If I have a signal which is a mixture of sine and cosine waves with different frequencies I can easily extract one of them by designing a band pass filter with pass band frequency equal to my desired frequency.

What if I have to extract a signal that has more than one frequency components ?

For example if I have two audio signals. Obviously an audio signal contains many frequencies. Let the two audio signals be a1,a2.

Now I'm adding them like A=a1+a2;

Note that I'm not appending one audio to another. I'm adding their amplitudes.

For that I'm doing this :

[a1,fs1]=audioread('1.mp3');
[a2,fs2]=audioread('sample.mp3');
A=zeros(1,max(length(a1),length(a2)));
for i=1:length(a1)
    A(i)=a1(i);
end
for i=1:length(a2)
    A(i)=A(i)+a2(i);
end

Now I have a composite audio in variable A.

Now if I want to extract a1 from A how do I do that ? If it was a simple frequency range I would have extracted it very easily. But here both audio signals almost have same set of frequencies. Is it even possible t o extract like this ?

Thankyou :)

EDIT:

As asked for the fourier plots here I'm pasting them :

Plot 1

Plot 2

1
You could replace your for loops with A(1:length(a1)) = a1 and A(1:length(a2)) = A(1:length(a2)) + a2. Then what do you mean by extracting a1 other than some variation on A - a2? Do the two audio signals exclusively use different frequencies? - Wolfie
Try running Fourier plots for each of the audio sources individually to analyze their spectrums, and share the results. This is not a simple filtering problem, but something that depends on the data you have and requires customized solutions. - crazyGamer
As crazyGamer pointed out, it is not problem which you can easily address by applying an pass band filter.
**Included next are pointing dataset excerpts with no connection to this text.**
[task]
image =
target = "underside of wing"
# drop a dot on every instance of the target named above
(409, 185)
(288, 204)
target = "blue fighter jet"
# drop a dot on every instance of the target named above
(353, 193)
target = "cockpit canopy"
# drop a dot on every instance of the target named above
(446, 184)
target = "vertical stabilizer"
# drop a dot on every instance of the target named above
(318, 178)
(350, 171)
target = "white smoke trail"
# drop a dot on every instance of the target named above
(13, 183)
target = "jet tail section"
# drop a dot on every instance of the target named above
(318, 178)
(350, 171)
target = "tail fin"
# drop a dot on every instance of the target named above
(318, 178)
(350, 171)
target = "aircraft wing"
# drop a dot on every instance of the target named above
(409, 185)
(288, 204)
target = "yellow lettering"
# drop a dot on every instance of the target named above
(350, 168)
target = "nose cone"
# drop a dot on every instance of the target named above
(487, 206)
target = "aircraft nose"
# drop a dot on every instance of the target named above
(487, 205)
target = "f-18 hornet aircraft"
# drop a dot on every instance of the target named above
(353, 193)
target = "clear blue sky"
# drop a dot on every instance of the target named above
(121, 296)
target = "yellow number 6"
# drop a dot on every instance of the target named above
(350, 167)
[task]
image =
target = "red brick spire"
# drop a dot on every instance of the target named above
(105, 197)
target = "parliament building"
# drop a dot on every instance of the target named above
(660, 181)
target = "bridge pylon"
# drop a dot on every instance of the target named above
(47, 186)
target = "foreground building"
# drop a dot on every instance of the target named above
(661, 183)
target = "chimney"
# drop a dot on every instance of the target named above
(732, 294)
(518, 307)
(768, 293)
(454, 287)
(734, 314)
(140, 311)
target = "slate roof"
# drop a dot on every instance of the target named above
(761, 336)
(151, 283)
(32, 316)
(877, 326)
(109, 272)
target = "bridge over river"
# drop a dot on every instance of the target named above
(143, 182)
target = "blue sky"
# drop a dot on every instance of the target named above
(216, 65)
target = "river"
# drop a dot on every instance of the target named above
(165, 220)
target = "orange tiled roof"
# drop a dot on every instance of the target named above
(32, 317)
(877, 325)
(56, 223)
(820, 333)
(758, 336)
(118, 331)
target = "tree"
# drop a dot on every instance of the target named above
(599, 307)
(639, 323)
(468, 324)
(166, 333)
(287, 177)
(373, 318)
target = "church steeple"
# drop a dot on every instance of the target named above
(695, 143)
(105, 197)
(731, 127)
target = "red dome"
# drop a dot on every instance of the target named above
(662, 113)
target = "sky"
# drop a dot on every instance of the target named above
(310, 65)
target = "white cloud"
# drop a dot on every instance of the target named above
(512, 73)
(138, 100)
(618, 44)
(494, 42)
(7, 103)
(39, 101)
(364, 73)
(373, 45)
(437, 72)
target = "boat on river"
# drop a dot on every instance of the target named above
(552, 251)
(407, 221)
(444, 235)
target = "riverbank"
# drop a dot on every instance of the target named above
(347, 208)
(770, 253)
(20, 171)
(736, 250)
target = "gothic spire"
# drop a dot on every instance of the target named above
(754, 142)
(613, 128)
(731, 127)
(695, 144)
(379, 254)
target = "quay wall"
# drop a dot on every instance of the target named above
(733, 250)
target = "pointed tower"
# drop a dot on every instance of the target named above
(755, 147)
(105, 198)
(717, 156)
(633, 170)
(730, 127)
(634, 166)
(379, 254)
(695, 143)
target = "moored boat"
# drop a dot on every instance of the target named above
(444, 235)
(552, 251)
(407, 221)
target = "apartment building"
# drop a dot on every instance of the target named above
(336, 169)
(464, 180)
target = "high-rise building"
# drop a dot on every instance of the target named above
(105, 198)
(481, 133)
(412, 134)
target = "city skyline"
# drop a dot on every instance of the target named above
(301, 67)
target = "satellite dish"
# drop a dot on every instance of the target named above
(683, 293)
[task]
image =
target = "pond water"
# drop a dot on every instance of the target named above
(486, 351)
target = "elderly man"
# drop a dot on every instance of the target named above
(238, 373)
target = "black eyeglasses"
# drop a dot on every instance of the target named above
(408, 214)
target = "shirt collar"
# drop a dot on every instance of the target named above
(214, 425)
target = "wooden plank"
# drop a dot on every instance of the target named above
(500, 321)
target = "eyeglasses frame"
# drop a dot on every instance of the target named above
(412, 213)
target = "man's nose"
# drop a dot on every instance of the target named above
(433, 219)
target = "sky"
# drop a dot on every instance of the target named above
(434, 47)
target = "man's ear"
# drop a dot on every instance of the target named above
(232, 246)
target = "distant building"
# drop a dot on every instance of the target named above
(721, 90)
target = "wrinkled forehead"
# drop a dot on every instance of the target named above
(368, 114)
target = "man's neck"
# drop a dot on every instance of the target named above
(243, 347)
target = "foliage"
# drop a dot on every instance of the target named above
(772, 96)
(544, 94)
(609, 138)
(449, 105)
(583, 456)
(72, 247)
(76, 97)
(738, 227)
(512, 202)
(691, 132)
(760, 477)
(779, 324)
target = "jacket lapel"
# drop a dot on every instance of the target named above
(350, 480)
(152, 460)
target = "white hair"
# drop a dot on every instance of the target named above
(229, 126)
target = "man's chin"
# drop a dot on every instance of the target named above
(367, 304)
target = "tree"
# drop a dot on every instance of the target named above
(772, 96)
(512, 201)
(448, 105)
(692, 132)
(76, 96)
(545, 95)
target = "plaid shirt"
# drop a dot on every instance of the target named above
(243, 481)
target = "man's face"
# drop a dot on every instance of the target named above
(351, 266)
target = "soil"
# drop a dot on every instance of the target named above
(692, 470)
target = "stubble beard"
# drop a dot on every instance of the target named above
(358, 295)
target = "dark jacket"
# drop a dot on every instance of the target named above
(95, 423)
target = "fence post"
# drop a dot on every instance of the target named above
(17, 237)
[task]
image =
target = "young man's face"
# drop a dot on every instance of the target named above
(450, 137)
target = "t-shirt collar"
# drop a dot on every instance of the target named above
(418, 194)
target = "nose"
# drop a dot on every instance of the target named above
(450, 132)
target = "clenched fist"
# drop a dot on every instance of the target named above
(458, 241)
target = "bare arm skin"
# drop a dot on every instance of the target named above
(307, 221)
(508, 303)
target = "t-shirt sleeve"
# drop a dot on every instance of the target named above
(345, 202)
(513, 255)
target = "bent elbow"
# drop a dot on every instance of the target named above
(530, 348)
It sounds more like a blind source separation with a single microphone. There are some publications which you can find on google. - Irreducible
@crazyGamer I've pasted the fourier plots by updating the question....Please have a look... - Bharat

1 Answers

1
votes

If you have one reference signal s1 you can just subtract it from summary signal A and get target signal: s2 = A - s1.

But if you don't have one of those signal you can't get separate one. There are infinity number of compositions of different signals s1 and s2 that can create A like s1+s2. So it's imposible po separate them.